It's why I got interested whether your corruption is of the same type.

Jul 23 '20 07:07 ptabor

@ptabor how would i go about running your patch on a running kubernetes cluster?

Jul 23 '20 18:07 azye

So it failed once and latter kept running ? In my case it was permanent corruption, so it's likely a different case.

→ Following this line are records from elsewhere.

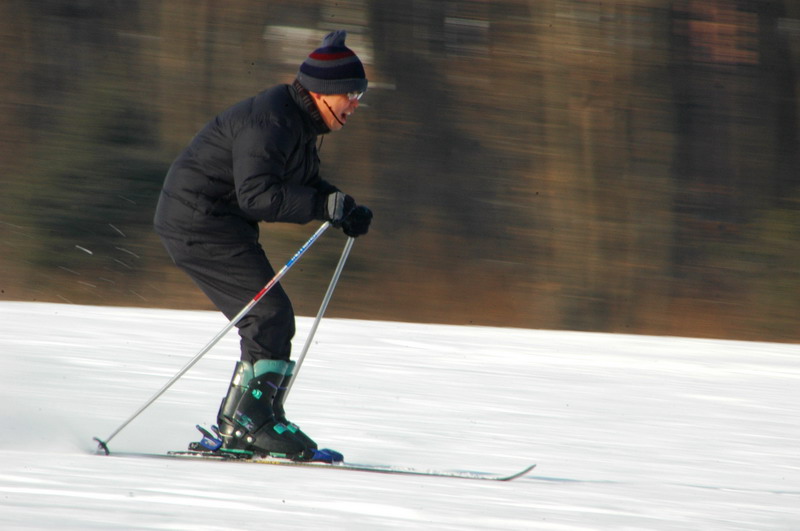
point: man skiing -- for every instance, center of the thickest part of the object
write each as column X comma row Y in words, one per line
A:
column 257, row 161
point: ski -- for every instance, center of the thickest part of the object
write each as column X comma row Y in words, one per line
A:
column 243, row 457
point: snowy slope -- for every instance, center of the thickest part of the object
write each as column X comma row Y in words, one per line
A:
column 628, row 432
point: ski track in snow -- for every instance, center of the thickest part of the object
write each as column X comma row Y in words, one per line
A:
column 629, row 432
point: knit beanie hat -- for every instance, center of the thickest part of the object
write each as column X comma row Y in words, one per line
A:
column 333, row 69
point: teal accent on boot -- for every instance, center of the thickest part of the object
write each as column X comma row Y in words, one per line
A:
column 242, row 374
column 289, row 370
column 264, row 366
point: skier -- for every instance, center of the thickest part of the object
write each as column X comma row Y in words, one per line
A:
column 257, row 161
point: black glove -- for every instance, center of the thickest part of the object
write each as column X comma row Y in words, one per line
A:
column 337, row 206
column 356, row 223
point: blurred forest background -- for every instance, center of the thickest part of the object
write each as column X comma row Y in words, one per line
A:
column 627, row 166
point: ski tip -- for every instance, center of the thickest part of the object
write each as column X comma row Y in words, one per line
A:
column 101, row 446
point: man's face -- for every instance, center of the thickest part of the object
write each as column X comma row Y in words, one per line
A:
column 336, row 108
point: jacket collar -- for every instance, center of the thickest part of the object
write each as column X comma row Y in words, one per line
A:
column 303, row 98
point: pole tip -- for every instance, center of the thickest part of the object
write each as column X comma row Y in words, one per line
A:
column 101, row 446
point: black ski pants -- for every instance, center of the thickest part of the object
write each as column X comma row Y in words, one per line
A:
column 231, row 275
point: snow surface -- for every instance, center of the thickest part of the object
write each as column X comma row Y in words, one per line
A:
column 629, row 432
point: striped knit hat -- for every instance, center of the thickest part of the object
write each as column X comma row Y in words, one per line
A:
column 333, row 69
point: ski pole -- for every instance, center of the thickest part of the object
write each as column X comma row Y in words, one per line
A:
column 321, row 312
column 103, row 444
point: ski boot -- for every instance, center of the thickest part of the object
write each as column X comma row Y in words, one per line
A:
column 255, row 427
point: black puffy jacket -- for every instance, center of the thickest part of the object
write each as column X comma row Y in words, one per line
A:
column 256, row 161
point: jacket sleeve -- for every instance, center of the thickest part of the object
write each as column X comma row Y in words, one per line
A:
column 261, row 149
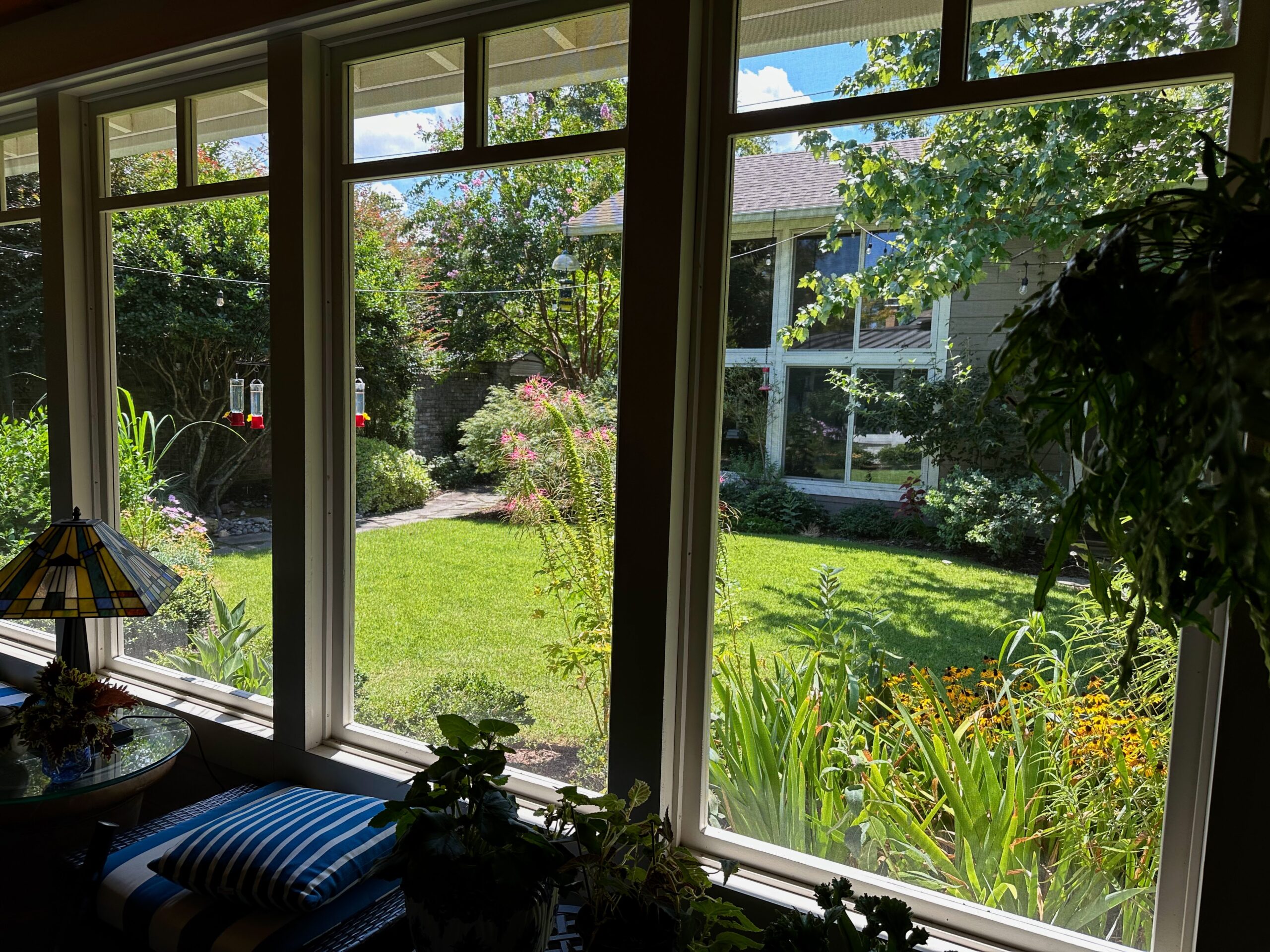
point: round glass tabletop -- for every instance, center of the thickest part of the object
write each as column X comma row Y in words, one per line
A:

You can copy the file 'live' from the etcd directory or use etcdctl snapschot command to download the snapshot. But if it's live and not crashing I don't expect the checker to find anything.

Jul 23 '20 18:07 ptabor

sorry, i meant the cluster is not "running". I'm unable to reach the kubernetes cluster since etcd is crashing, but some k8s containers are still running on docker. @ptabor

Jul 23 '20 18:07 azye

panic: runtime error: index out of range

goroutine 160 [running]: go.etcd.io/bbolt.(*DB).page(...) /home/ec2-user/go/pkg/mod/go.etcd.io/[email protected]/db.go:886 go.etcd.io/bbolt.(*Tx).page(...) /home/ec2-user/go/pkg/mod/go.etcd.io/[email protected]/tx.go:620

The reason should be that the pageId was somehow corrupted ( should be a huge value in this case). db.go#L884

May 26 '23 06:05 ahrtr